Lo hemos visto reflejado en hechos no muy lejanos: en España, la polémica en torno a la ley del “solo sí es sí” fue utilizada para desacreditar los avances feministas. Lo que comenzó como un esfuerzo para reforzar el consentimiento en la violencia sexual terminó convirtiéndose en una excusa para atacar al movimiento, especialmente cuando algunos condenados vieron reducidas sus penas por errores en la aplicación de la norma. Más allá del debate jurídico, lo cierto es que cualquier tropiezo feminista (o de una mujer) es amplificado y utilizado como prueba de que exigimos demasiado, de que nuestras demandas son excesivas o irresponsables.

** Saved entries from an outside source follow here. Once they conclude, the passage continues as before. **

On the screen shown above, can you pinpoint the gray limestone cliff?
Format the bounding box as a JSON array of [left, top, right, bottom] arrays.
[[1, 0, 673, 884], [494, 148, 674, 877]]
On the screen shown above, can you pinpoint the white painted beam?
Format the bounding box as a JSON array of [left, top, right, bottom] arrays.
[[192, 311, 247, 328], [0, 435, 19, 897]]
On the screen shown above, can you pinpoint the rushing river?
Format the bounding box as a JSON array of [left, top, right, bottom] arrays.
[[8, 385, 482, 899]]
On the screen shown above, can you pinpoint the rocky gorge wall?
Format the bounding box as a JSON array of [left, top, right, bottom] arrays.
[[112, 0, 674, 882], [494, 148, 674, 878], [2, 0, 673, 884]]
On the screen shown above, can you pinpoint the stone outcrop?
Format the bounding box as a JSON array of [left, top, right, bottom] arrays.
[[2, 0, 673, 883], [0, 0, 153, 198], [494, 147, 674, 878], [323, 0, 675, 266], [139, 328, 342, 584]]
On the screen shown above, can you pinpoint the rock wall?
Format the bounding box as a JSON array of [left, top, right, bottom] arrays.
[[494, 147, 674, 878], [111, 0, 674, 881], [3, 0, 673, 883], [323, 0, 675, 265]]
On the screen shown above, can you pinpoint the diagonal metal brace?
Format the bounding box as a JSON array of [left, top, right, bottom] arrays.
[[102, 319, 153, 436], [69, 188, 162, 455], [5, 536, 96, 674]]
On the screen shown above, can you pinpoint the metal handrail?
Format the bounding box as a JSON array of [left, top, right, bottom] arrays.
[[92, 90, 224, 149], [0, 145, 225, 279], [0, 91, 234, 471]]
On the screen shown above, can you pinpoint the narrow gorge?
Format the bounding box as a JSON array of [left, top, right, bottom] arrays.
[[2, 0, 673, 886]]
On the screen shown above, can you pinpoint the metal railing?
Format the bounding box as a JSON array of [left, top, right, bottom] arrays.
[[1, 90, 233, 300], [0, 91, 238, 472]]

En el fondo, lo que molesta no es una ley en particular, sino la idea misma de que las mujeres tengamos derecho a decidir sobre nuestras vidas y nuestros cuerpos. En Argentina, tras el avance de la ultraderecha al poder, se han recortado presupuestos para políticas de género y eliminado el Ministerio de la Mujer, en una clara señal de que, cuando el patriarcado recupera fuerza, sus primeras víctimas son las mujeres y diversidades. En Chile, la baja representación de liderazgos de mujeres en los municipios y el debilitamiento de discursos feministas en la política institucional muestran cómo, incluso en contextos progresistas, el feminismo sigue siendo incómodo para el poder y fácilmente desplazado de la agenda pública. Lo vimos en las últimas elecciones de gobiernos locales, donde cambios de administración pusieron en riesgo avances pioneros en materia de género. Estos casos evidencian que, más allá de los discursos, las prioridades pueden cambiar rápidamente y que la institucionalización de políticas feministas sigue siendo frágil cuando no hay un compromiso sostenido.

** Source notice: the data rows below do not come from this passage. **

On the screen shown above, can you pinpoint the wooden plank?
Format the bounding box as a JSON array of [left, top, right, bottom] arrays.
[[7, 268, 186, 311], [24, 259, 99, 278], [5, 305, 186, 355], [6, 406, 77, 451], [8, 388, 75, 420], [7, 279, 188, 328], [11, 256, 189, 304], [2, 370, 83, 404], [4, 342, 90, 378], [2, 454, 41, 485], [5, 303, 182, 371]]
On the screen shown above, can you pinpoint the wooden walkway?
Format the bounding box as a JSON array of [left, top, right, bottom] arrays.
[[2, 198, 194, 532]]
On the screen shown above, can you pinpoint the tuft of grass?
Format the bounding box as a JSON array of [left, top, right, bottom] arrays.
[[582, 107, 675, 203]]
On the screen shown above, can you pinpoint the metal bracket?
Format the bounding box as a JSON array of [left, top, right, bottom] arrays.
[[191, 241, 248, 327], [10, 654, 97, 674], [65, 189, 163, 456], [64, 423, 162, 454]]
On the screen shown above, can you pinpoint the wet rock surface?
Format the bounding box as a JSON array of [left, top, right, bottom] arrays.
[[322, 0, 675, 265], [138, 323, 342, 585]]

El mundo moderno no nos ayuda demasiado ya que, en los espacios digitales, la violencia de género se ha transformado en una nueva arma contra nosotras. Casos como el de Eva Murati, periodista deportiva acosada en redes sociales simplemente por ocupar un espacio tradicionalmente masculino, demuestran que el hostigamiento no es solo un problema individual, sino un mecanismo de disciplina social: una advertencia para todas aquellas que osen desafiar los roles que nos han sido impuestos. Y, por otro lado, el uso de la inteligencia artificial para la generación de deepfakes con contenido sexual no consentido, dirigido mayoritariamente a mujeres, evidencia cómo la tecnología también está siendo utilizada para perpetuar la violencia patriarcal de nuevas formas.

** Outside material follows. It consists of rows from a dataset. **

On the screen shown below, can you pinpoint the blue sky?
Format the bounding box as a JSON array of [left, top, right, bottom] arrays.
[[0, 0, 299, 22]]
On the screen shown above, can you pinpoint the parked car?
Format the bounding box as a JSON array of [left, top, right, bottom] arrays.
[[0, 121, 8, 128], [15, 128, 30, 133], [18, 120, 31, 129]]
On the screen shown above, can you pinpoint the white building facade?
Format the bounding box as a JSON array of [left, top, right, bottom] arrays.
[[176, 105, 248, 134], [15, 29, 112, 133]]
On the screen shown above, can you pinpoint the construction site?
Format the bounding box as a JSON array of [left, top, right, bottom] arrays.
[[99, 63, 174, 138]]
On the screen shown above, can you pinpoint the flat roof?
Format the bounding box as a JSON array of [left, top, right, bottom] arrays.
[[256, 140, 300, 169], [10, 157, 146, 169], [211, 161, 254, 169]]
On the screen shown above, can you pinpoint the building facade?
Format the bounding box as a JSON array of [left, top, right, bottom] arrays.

Ante este escenario, la pregunta es inevitable: ¿cómo nos reorganizamos? El feminismo no puede quedarse en la lógica de la resistencia pasiva, en la denuncia sin horizonte, en la indignación estéril. Necesitamos repensarnos, fortalecer la educación feminista como herramienta política, generar espacios de convivencia y disputa, abrir debates que convoquen a más personas y no solo a quienes ya están convencidas. La gran victoria del patriarcado ha sido convencernos de que somos pocas, cuando en realidad somos muchas más de las que imaginamos. Pero si el feminismo se convierte solo en un espacio de nicho, si nos alejamos del conflicto social y nos atrincheramos en discursos autorreferentes, dejamos el campo abierto para que sean otros quienes definan el mundo en el que vivimos.
El desafío hoy no es menor: construir feminismo en tiempos de reacción, cuando todo a nuestro alrededor nos dice que “ya es suficiente”, cuando el sistema busca convencernos de que nuestra lucha es anticuada o innecesaria. Pero la historia nos ha enseñado que cada vez que nos han intentado callar, hemos gritado más fuerte. Y esta vez no será la excepción.